Казачий разъезд - страница 7
Может быть, он со всей решимостью осудил бы подобного монарха и даже запретил бы произносить его имя в своем доме, но беда в том, что и в личной жизни самого Крмана (напомним, что он считал себя человеком крайне праведным и честным) было если не темное пятно, то все же непонятная история, о которой сам Даниил предпочитал не вспоминать.
Как-то раз, уже после окончания курса наук в Бреславле, но еще до того, как поступить в Виттенбергский университет, Даниил провел несколько месяцев в гостях на Подолии. У родственника, двоюродного брата матери, был прекрасный фольварк[5] с тенистым парком, окруженным мощным забором, с четырьмя небольшими крытыми башнями, в которых всегда дежурили дворовые люди. Времена были неспокойные. Опасались не только татар, но и соседей. Всех на свете. Но Даниилу у дяди было хорошо. Он часами просиживал в библиотеке у открытого окна. Читал, затем откладывал книгу и задумчиво глядел в сад, одетый в подвенечную фату. Это цвела вишня. Подвенечными были и настроения самого Даниила. О чем-то неясном грезилось ему и мечталось. Он и сам не смог бы объяснить, что за чувство владело им тогда. Будто ждал чего-то — и был твердо уверен, что это обязательно настанет, — какого-то события огромной важности, озарения, неожиданной, но значительной встречи. И не ошибся…
Девушку звали Анной. Она работала в фольварке по найму. Приходила поутру, вместе с первой песней жаворонков. Уходила, когда начинало смеркаться. С тремя своими подружками, ни лиц, ни имен которых теперь Даниил вспомнить уже не мог, они окапывали деревья, ухаживали за цветниками и дорожками в парке… Запах сена. И такой же свежий сенный запах волос Анны. Мягкий блеск карих глаз, во взгляде которых можно утонуть.
— Любый! Чого це ти весь час сумний? Засмийся. Або заспивай[6].
Нет, далеко не всегда Даниил Крман был праведником. Вот уже больше двадцати лет он вспоминает эти глаза, корит себя, а втайне мечтает, что те минуты, которые ему были подарены на Подолии, когда-нибудь повторятся вновь.

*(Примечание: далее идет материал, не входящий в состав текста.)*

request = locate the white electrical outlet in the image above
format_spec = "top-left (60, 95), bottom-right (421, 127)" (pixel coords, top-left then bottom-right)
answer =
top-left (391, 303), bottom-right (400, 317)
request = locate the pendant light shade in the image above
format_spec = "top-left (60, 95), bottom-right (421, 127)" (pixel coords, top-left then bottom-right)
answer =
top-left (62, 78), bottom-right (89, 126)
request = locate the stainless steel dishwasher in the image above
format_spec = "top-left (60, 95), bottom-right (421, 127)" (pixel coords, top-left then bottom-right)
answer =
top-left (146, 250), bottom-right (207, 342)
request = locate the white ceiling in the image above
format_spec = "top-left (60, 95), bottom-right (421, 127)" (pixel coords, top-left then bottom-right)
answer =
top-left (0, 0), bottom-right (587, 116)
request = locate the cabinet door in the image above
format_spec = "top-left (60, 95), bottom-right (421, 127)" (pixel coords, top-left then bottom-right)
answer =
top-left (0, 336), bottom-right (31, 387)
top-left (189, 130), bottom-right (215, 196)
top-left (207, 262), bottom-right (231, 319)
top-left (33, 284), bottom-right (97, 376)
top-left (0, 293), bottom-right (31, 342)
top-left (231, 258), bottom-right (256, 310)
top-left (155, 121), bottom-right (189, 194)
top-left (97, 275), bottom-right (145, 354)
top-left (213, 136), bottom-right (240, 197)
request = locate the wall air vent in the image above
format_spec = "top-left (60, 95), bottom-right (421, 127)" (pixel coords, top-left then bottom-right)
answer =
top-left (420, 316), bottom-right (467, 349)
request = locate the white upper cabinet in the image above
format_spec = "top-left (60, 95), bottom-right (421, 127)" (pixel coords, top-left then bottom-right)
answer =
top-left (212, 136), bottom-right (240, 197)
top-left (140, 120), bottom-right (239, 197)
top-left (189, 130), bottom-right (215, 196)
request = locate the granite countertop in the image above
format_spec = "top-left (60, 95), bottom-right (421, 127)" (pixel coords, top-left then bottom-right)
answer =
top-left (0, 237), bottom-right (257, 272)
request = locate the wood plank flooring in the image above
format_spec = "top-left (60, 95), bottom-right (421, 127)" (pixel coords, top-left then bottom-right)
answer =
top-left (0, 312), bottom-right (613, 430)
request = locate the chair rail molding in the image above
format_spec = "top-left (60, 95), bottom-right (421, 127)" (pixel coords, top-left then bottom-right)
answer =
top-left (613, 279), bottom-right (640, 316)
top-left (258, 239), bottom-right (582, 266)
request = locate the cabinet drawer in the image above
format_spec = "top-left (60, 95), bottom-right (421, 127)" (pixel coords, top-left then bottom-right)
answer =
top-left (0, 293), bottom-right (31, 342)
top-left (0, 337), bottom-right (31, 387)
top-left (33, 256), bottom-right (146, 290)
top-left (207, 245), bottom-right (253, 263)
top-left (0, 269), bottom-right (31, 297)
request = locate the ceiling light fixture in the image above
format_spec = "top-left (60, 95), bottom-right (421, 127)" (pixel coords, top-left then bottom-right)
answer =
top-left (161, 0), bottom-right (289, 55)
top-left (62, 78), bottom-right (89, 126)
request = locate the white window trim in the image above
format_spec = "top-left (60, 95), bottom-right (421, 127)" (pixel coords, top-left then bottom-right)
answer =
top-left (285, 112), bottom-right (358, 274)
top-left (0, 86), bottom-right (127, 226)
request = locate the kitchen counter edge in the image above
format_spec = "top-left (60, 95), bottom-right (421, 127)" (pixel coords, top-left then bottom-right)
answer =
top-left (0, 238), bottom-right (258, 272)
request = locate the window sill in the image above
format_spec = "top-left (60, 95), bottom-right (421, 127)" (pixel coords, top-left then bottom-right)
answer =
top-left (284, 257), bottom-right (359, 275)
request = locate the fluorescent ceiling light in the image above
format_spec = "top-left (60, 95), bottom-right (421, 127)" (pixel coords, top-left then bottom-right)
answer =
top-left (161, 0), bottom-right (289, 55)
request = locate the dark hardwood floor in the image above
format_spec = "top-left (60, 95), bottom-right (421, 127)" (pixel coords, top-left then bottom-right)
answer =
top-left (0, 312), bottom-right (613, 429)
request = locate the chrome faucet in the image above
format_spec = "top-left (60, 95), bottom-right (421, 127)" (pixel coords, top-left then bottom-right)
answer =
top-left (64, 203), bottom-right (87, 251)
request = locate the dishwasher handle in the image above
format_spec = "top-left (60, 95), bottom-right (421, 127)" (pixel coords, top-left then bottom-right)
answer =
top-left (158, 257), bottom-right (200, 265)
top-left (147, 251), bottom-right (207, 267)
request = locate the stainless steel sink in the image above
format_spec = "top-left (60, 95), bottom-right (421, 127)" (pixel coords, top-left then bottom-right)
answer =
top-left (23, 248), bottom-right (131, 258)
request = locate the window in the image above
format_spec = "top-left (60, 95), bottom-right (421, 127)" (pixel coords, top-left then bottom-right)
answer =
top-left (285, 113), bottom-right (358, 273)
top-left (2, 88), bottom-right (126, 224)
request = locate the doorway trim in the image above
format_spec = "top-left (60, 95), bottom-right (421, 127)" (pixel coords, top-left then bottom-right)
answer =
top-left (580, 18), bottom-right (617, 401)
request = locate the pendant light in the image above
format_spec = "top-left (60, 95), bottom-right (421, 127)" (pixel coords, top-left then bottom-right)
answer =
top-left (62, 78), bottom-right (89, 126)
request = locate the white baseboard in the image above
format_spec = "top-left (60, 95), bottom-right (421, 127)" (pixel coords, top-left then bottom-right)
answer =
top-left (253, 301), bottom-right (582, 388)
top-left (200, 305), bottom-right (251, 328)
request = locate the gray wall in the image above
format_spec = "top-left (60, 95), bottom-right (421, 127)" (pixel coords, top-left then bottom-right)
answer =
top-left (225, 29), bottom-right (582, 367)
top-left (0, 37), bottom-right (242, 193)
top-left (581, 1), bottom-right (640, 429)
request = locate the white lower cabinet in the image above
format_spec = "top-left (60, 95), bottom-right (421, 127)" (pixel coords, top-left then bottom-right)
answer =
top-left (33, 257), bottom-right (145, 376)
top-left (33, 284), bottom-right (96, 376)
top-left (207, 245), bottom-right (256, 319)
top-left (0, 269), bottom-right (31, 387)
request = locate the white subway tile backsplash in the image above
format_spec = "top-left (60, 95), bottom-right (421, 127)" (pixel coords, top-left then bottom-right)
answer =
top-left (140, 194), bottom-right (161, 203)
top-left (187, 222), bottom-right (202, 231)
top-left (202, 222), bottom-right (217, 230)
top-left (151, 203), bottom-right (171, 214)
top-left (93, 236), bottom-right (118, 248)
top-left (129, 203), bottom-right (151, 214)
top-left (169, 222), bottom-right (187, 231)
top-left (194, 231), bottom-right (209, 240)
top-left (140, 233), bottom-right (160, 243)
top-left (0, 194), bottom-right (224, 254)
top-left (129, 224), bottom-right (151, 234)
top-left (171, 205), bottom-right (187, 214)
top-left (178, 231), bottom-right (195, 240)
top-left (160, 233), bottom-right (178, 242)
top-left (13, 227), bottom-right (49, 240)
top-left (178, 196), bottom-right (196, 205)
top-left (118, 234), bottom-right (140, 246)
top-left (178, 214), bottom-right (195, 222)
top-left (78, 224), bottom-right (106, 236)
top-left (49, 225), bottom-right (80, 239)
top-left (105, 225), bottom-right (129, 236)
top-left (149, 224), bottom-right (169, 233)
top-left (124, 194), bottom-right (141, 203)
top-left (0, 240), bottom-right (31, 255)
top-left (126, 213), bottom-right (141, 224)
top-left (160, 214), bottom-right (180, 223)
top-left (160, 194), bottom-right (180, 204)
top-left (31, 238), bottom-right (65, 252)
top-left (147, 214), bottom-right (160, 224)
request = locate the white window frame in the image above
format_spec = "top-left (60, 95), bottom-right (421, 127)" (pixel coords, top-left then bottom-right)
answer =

Но Крману пришлось пережить нечто совсем иное. Однажды у окон его дома в Пряшеве послышалось ржание резко осаженного на скаку коня, и неизвестный звонкий голос выкрикнул по-русски:
— Эй! Есть кто живой? Здесь обретается Даниил Крман?
Служанка приоткрыла дверь, не снимая с нее цепочки:
— Чего вам?
— Мне нужен Крман.
— Зачем?
— Это я скажу ему лично.
— А почем я знаю, кто вы такой и нужно ли вас впускать?
Крман выглянул в окно.
Приезжий был совсем молод, еще юноша. Одет он был в недорогой, но ладно сшитый бархатный камзол, опоясанный портупеей. На ней — два пистолета. Лица и глаз юноши Крман из окна разглядеть не мог и потому не знал, с добрыми или злыми намерениями прибыл тот, но решил, что лучше впустить гостя и не затевать скандала.
Крман не успел переодеться. Он был в пантофлях[7] и шлафроке[8]. Так и вышел в гостиную. На Крмана смотрели удивительно знакомые карие глаза.
— Так вот ты каков! — произнес юноша.
— Я? — растерялся Крман. — Я всегда был такой, как сейчас.
— Вряд ли… Когда-то ты, естественно, был помоложе. Впрочем, и сейчас ты еще не так уж плох. Мужчина хоть куда.
— Но к чему этот разговор?
— Он не случаен, — ответил юноша. — Не предложишь ли ты мне сесть? Да и кусок холодной говядины не помешал бы. Последний раз я ел шесть часов назад. Что же касается моего интереса к тебе, Даниил Крман, то он вполне закономерен. Я хочу понять, чем ты понравился когда-то моей матери и почему позднее бежал от нее.
— Я не бежал! — тихо ответил Крман. — Видит бог, я не собирался бежать. Обстоятельства… Мой образ жизни… мои устремления… Жива ли Анна? Что с нею?
— Ну да, — устало махнул рукой юноша. — Сейчас ты скажешь, что обстоятельства превыше нас, что все мы не вольны в своих поступках. Наконец, что за нас всё и всегда решает бог. Так думать очень удобно… Но оставим этот спор. В общем, я твой сын, Даниил Крман. И сейчас приехал, чтобы посмотреть на тебя и решить, должен ли я тебя стыдиться или, напротив, почитать. Оставим старое. Моя мать жива, она на тебя не в обиде и вспоминает о тебе с доброй улыбкой на устах. А сам я… Что тебе сказать? Молодость не бывает злопамятной.